Thoughts:
I want to remind everyone of the regression label that I added to GitHub somewhat recently. My hope is that this label will help us zoom out and look at patterns in our regressions for the sake of identifying strategies to help with stability.
Pavish gave a list of reasons why our E2E tests didn’t work out, but there’s another important point I’d like to add: our API requests were regularly taking longer than 5 seconds to resolve, and the Python version of Playwright had a 5-second timeout which we were unable to easily configure. I’d wager that this combination of factors was the underlying culprit responsible for the vast majority of our test flakiness. Now that we’ve done some work to improve backend performance, we would be better positioned to pick up this same E2E testing pattern again.
In general I’m a little wary of picking up E2E tests again though. Even with improvements in architecture and approach, I’m still worried that E2E tests might not bring sufficient benefit to outweigh their cost. I recognize that one of the selling points of E2E tests is that we can write a test once and run it many times thereafter. We incur cost now and reap the benefits in the future. E2E tests are an investment. But I don’t think that necessarily means they are necessarily a prudent investment right now. My gut feeling is that, given our early stage and lack of users, we would see better return on investment by building features instead of tests. Once we get to a point where we’re seeing complaints from users about regressions, then I’d be more inclined to invest.

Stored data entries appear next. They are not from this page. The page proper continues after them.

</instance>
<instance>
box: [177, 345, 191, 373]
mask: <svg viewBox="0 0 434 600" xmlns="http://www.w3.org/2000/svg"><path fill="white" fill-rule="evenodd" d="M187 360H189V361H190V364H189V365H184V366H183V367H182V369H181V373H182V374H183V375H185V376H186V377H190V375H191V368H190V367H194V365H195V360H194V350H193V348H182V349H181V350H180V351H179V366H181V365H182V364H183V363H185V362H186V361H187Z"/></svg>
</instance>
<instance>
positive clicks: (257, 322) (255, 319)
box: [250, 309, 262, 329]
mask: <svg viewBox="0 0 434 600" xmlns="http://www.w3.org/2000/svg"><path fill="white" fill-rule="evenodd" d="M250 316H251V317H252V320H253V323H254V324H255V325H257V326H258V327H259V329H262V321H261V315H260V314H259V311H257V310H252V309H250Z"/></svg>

But I think Pavish has some good ideas, I’m I’d be curious to explore them in more detail. If we could find a way to reduce the cost of building and maintaining E2E tests, then I’d find it more compelling.

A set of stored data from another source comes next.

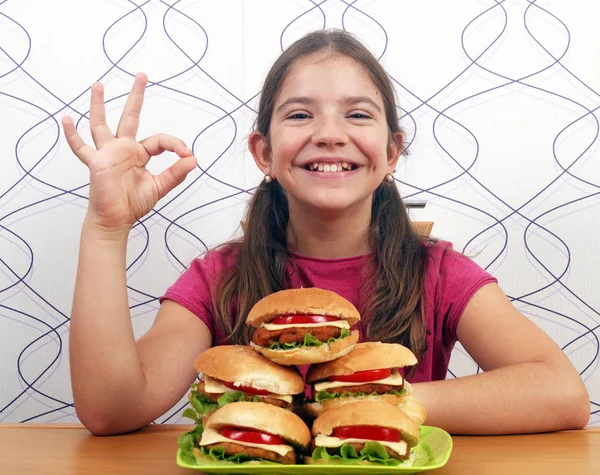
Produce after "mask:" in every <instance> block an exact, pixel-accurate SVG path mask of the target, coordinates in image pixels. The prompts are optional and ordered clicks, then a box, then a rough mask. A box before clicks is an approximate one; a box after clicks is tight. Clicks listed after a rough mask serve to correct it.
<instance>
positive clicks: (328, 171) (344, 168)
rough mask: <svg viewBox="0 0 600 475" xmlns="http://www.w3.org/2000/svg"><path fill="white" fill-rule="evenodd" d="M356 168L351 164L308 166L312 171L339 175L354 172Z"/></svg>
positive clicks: (306, 168)
mask: <svg viewBox="0 0 600 475" xmlns="http://www.w3.org/2000/svg"><path fill="white" fill-rule="evenodd" d="M354 168H355V167H354V165H352V164H351V163H346V162H344V163H337V164H336V163H318V162H313V163H309V164H308V165H306V169H307V170H310V171H320V172H325V173H338V172H341V171H344V170H353V169H354Z"/></svg>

I think it might be nice to incorporate more QA testing into our release process. Beyond simple regressions, QA reveals other bugs too, especially when performed by different people. That’s useful! I like Brent’s idea of hiring this sort of work out. Compared to E2E testing, I think QA testing bring more shorter-term benefits and fewer long-term benefits. Given our situation, I think that’s okay though.
Another idea that I’ve floated previously is to have a longer grace period (e.g. 3 or 4 weeks) between cutting the release branch and publishing the release. During this time, we would not merge any feature work into the release branch, but we would be free to merge bug-fixes that we deem to be small and/or important. The work merged into the release branch would get merged into develop thereafter, giving all of us time to work on top of the release branch for a while and organically discover regressions ourselves. To some extent, we’d discover regressions through using the product for development. But ideally we’d also be dogfooding the product more heavily in order to give ourselves an even greater chance of identifying regressions.
Questions:
Pavish: would you still want to write E2E tests in Python? If not, how would we perform the setup/teardown tasks that we were previously using pytest to perform?
Pavish: would you still want the E2E tests to use the real API and a real DB? Or would you want to use some sort of mocking/stubbing system?
- They would be granular, less likely to be flaky, and would mainly be helpful for us to move fast and not break things.
- They would mock all interactions with the API and backend.
- They would be FE specific, written in TS, and run only on the FE stack. We will use vitest for it.
- They would test our pages and interactions/integration between our FE components.
- The FE team would be responsible in maintaining these tests.
- They would be primarily useful in finding regressions.
- They would be in python, and test the entire stack.
- There would be limited tests, and we could even move them to a different repo, if needed.
- They would run daily (or even only during the release process). They would not run on all PRs.
- The entire team (FE and BE) would be responsible in maintaining these tests.